We extracted data from GTRD for 38 TFs for which ChIP-seq experiments were performed in mESCs, 13 TFs studied in macrophages, and 16 TFs for dendritic cells. To determine targets for each TF using the ChIP-seq data, we followed prior work (19, 20) and defined a promotor region as 10 kb upstream to 1 kb downstream from the transcription start site (TSS) for each gene. If a TF a has at least one detected peak signal in or overlapping the promotor region of gene b, we say that TF a regulates gene b. For this prediction task, we compared CNNC with several popular methods for gene–gene coexpression analysis: PC and MI, which are the 2 most popular coexpression analysis methods; Genie3 (9), which was the best performer in the dialogue for reverse engineering assessments and methods (DREAM4) challenge (21), in silico networks construction challenge; count statistics (CS) (22), which relies on local information based on gene expression ranks in large heterogeneous samples; conditional-density resampled estimate of mutual information (DREMI) (23); and a fully connected deep neural network (DNN), which also uses our NEPDF as input. Since most of the prior methods used for comparison are symmetric, we focused here on the 2 labels setting (interacting or not). We applied 3-fold cross-validation to all datasets. Each fold contains several TFs, although the test is performed separately for each TF (Methods).

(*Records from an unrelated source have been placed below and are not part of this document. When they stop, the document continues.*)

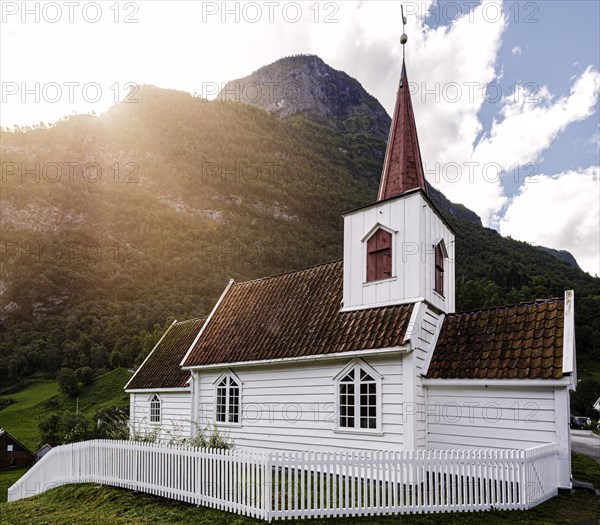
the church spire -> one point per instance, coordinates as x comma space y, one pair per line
403, 167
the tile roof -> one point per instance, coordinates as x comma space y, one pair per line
293, 315
523, 341
161, 368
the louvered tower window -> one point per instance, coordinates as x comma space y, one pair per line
439, 269
379, 256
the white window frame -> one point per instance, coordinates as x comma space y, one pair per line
365, 241
154, 398
228, 376
442, 244
356, 365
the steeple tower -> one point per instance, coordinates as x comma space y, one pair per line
403, 167
399, 249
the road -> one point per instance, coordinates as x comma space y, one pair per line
586, 442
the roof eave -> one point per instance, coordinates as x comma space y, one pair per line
400, 349
430, 381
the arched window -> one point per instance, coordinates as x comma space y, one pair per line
155, 409
358, 397
227, 409
379, 256
439, 267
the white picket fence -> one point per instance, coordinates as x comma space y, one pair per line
280, 485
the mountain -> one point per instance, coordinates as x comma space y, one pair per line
562, 255
113, 225
304, 85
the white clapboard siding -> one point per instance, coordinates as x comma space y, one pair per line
175, 413
294, 406
416, 227
496, 417
304, 484
422, 347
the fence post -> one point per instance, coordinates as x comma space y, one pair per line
266, 490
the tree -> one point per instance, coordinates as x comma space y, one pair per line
583, 399
85, 375
68, 427
67, 382
115, 359
49, 430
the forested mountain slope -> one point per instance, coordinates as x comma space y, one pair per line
111, 226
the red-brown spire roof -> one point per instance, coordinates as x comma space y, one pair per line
403, 167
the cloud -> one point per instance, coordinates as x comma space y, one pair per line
451, 80
561, 212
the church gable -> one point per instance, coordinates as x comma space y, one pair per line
294, 315
524, 341
161, 368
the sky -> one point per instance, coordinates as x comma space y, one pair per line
505, 92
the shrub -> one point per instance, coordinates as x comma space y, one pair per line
67, 382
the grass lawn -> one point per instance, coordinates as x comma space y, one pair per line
585, 469
93, 505
22, 417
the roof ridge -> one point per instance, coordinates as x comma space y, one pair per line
289, 273
506, 306
200, 318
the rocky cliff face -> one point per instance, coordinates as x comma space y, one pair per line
305, 85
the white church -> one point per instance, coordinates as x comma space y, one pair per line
368, 352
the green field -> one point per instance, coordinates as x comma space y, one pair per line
39, 399
94, 505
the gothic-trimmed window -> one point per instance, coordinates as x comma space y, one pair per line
155, 409
439, 268
379, 256
227, 406
358, 388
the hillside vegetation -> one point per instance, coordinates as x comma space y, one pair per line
114, 225
41, 398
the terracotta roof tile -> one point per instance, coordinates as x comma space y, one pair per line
293, 315
522, 341
161, 369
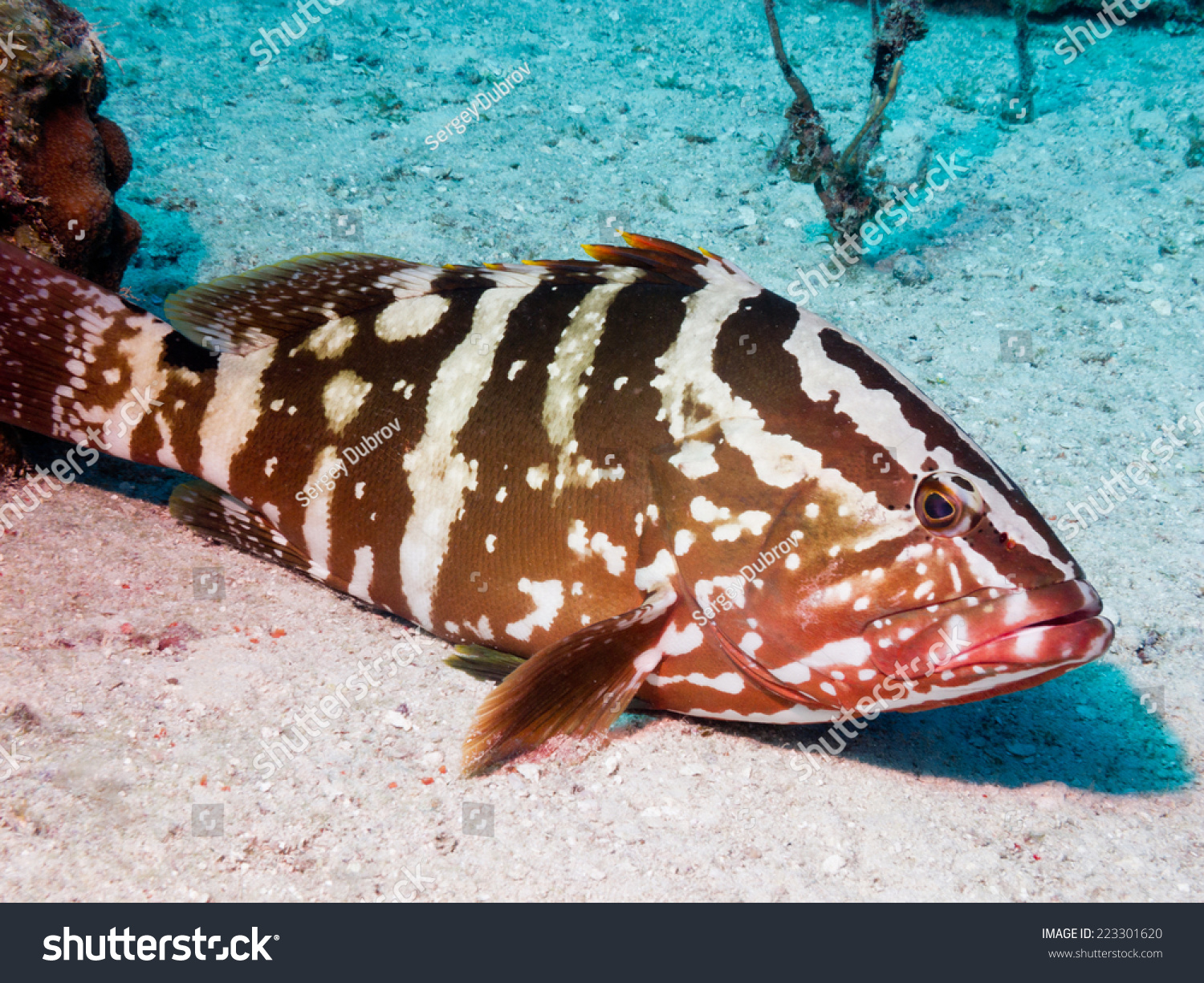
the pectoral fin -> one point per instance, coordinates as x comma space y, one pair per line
577, 687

Fig. 2 presents the results of these comparisons. As can be seen, CNNC and DNN outperform all prior methods for all cell types. We observe significant improvement over all prior methods (Fig. 2 A–G). To evaluate the performance of CNNC, we chose both area under the receiver operating characteristic curve and the area under the precision recall curve (AUROC/AUPRC) as our evaluation scores. The AUPRC achieved by CNNC is around 20% higher than PC and MI on some datasets (see SI Appendix, Fig. S2, for details). Importantly, as can be seen in Fig. 2 A–D, the difference is even more pronounced for the top ranked predictions. For CNNC, we see almost no false negatives (less than 20%) for the top 5% ranked pairs. Such top predictions are often the most important since the ability to validate predicted interaction is usually limited to the top few predictions.

Fig. 2.

GTRD TF-target prediction. (A–D) Precision recall curve (PRC) of CNNC, deep neural network (DNN), count statistics (CS), and mutual information (MI), which are the top 4 performing methods for TF-target prediction. Training and testing for these plots were done using bone marrow-derived macrophage scRNA-seq and ChIP-seq data. Median (mean) AUPRC was shown on the top of each panel. Here, each gray line represents one TF, the red line represents the median curve, and the light green part represents the region between the 25th and 75th quantiles. (E and F) AUPRC and AUROC for all 7 methods we compared. We tested all methods on the macrophage and mESC tissue-specific datasets. For mESC, the comparison P values with the best 2 other methods in term of AUPRC (AUROC) were based on Wilcoxon signed-rank test. For macrophage, the comparison P values are based on AUPRC and AUROC because the number of cells is not enough for Wilcoxon test: CS, 2.85 × 10⁻²; DNN, 3.55 × 10⁻². See SI Appendix, Fig. S2, for similar analysis using 3 additional datasets. (G) Overall AUPRC and AUROC of the methods in all 5 train and test experiments (3 tissue-specific datasets and 2 with larger 1.3M mouse brain scRNA-seq from 10×) with comparison P values using Wilcoxon signed-rank test between CNNC and the best 2 other methods in terms of AUPRC (AUROC): CS, 4.90 × 10⁻⁸ (2.55 × 10⁻¹²); DNN, 9.42 × 10⁻³ (3.15 × 10⁻³). (H) Comparison of TF-target predictions with additional data using mESC expression and TFs. Columns 1 to 4 show the AUPRCs of PC, MI, CS, and CNNC using scRNA-seq data, respectively. The fifth and sixth columns show performance when only using PWM or DNase. The last 3 columns show performance of the integration of expression, sequence (PWM), and DNase data. The comparison P value between CS and CNNC integration methods is (AUPRC): 8.37 × 10⁻⁴.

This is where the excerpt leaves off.